M27-The Dumbbell Nebula



N27


Description:

The Dumbbell Nebula, M27, is a planetary nebula in the Vulpecula constellation.  Located about 1360 light years away, this was the first planetary nebula to be discoved by Charles Messier in 1764.  At 7.5 magnitude, and a diameter of about 8 arcminutes, you can easily see this object with binoculars in dark skies.  Visually through my 20" Obsession, you can truly appreciate why they call this object  the "Dumbbell" nebula. 

I was very surprised that this image was even presentable since I shot over 60 subframes in 5-15 mph wind.   After all images were evaluated, I was able to salvage 8 images to process & stack.   No darks were shot due to short exposures and frankly, I didn't expect to find any images that I could process!
    

Photographic Details:

Date & Location:  October 12th 2007, Fort Mckavett, Texas.
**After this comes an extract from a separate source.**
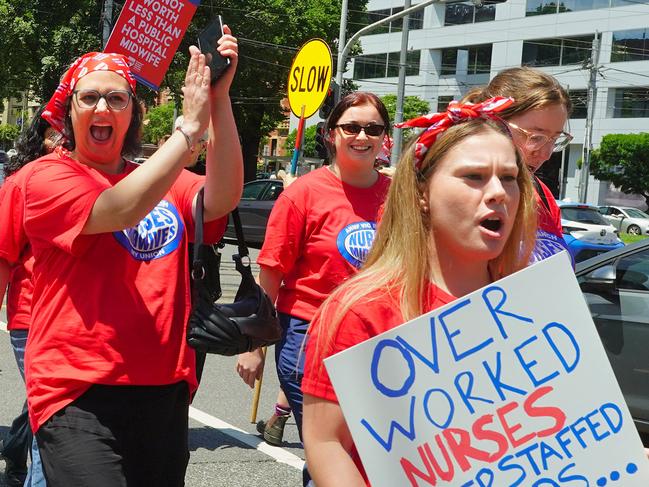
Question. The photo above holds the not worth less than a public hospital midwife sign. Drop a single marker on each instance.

Scope:  Obsession 20” f/5 on a Tom Osypowski Dual Axis Equatorial Platform, Orion 100mm f/6 Guidescope.

Autoguider:  SC1 Mod Celestron Neximage Cam, Shoestring  GPUSB guide port interface adapter, and Guidemaster software.

Camera:  Canon 20D DSLR (non-modded), homemade serial control shutter release cable, and DSLR Shutter from Stark Labs.

Filters:  None

Conditions:  Temp 68F, Humidity 35%, Winds 5-15 mph, Transparency 8/10, Seeing 6/10.

Exposures:  8 x 20sec @ 3200 ISO Sub Frames, NO Darks.

Post-processing:  3504x2336 Raw files converted to Lossless 16-bit FITS, calibrated, aligned, and combined with ImagePlus.  Final processing PhotoImpact Pro.